L'AIEA a aussi omis de se pencher sur les impacts non liés aux cancers et a tenté d'expliquer ceux-ci par une 'radiophobie' généralisée, alors qu'il est médicalement prouvé que l'exposition à des radiations (par exemple via la thyroïde) peut avoir des effets psychologiques directs.

«  Il est regrettable que l'impact du plus grave accident nucléaire soit ainsi minimisé par l'AIEA, souligne Ivan Blokov, du bureau russe de Greenpeace. Un tel déni des implications réelles est non seulement insultant pour les milliers de victimes, mais remet également en question le mandat de l'AIEA.  Comment, en effet, peut-elle prétendre au rôle de gendarme mondial du nucléaire, si elle ne peut même pas admettre qu'il  a anéanti autant de vies? »

Un Tchernobyl en Belgique ?

Peu avant la catastrophe, la centrale de Tchernobyl avait été estimée comme 'sûre' par les instances internationales en la matière. L'impossible a donc eu lieu...  Il est dès lors opportun de se demander quels risques nous courons en Belgique.

Si le type de réacteurs présents à Tchernobyl n'est pas le même que ceux qui équipent les centrales de Tihange et de Doel, ces derniers ne sont cependant pas exempts de dangers.  Des problèmes de fissures dans les pénétrations de la cuve du réacteur sous pression ont ainsi été identifiés dans des réacteurs du même type en France, Suède, Suisse et aux Etats-Unis (5).

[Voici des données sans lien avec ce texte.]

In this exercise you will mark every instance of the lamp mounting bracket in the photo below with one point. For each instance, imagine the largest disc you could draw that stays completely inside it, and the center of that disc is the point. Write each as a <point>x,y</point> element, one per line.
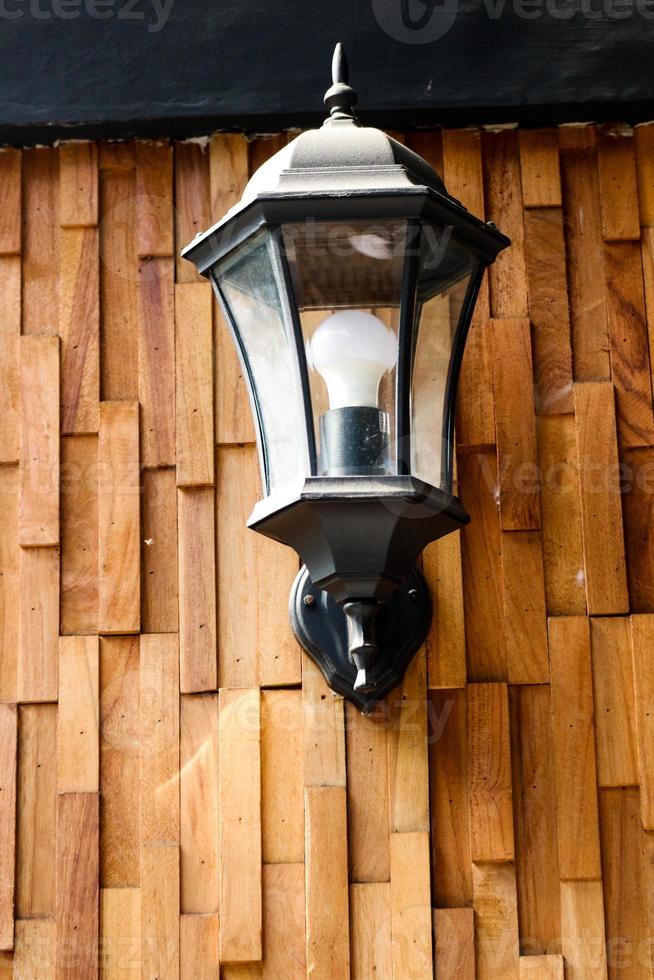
<point>320,626</point>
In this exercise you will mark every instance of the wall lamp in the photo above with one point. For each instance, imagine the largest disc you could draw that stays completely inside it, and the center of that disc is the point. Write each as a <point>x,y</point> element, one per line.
<point>348,277</point>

Le vieillissement des réacteurs, construits pour fonctionner trente ans, provoque également l'affaiblissement graduel des matériaux, avec comme conséquence une fragilisation qui pourrait provoquer des ruptures catastrophiques. On constate déjà un accroissement du nombre d'incidents dans les centrales belges, par exemple des petites fuites, des fissures ou des courts-circuits, comme le révèlent des rapports de l'organisme de contrôle indépendant (AVN). Ce dernier souligne également la diminution, ces dernières années, de la culture de la sécurité dans nos centrales.  

« Vingt ans après Tchernobyl, il est temps de tourner la page du nucléaire et de construire une autre politique énergétique, estime Jean-François Fauconnier, responsable du dossier 'énergie' pour Greenpeace en Belgique.  Il est ainsi possible d'opérer, avant le déclin marqué de tous les combustibles fossiles et de l'uranium, une véritable transition vers un système énergétique basé sur l'utilisation efficace des différentes sources d'énergies propres, locales et renouvelables. »

Notes:

1) Cliquez ici pour consulter le rapport 'The Chernobyl Catastrophe - Consequences on Human Health'

2) Joint Institute of Power and Nuclear Research, Académie nationale des Sciences du Bélarus, Dr.Michail V.Malko, chercheur principal.

3) Centre of the Independent Environment Assessment, Académie des sciences de Russie, Dr. Veniamin Khudoley (et al.).

4) Communiqué de presse du 5 septembre 2005.

5) L'exemple le plus préoccupant en date est celui du réacteur David Besse, aux Etats-Unis. Malgré les contrôles réguliers, des fissures n'y ont été découvertes qu'après une dizaine d'années, et on a frôlé l'accident grave.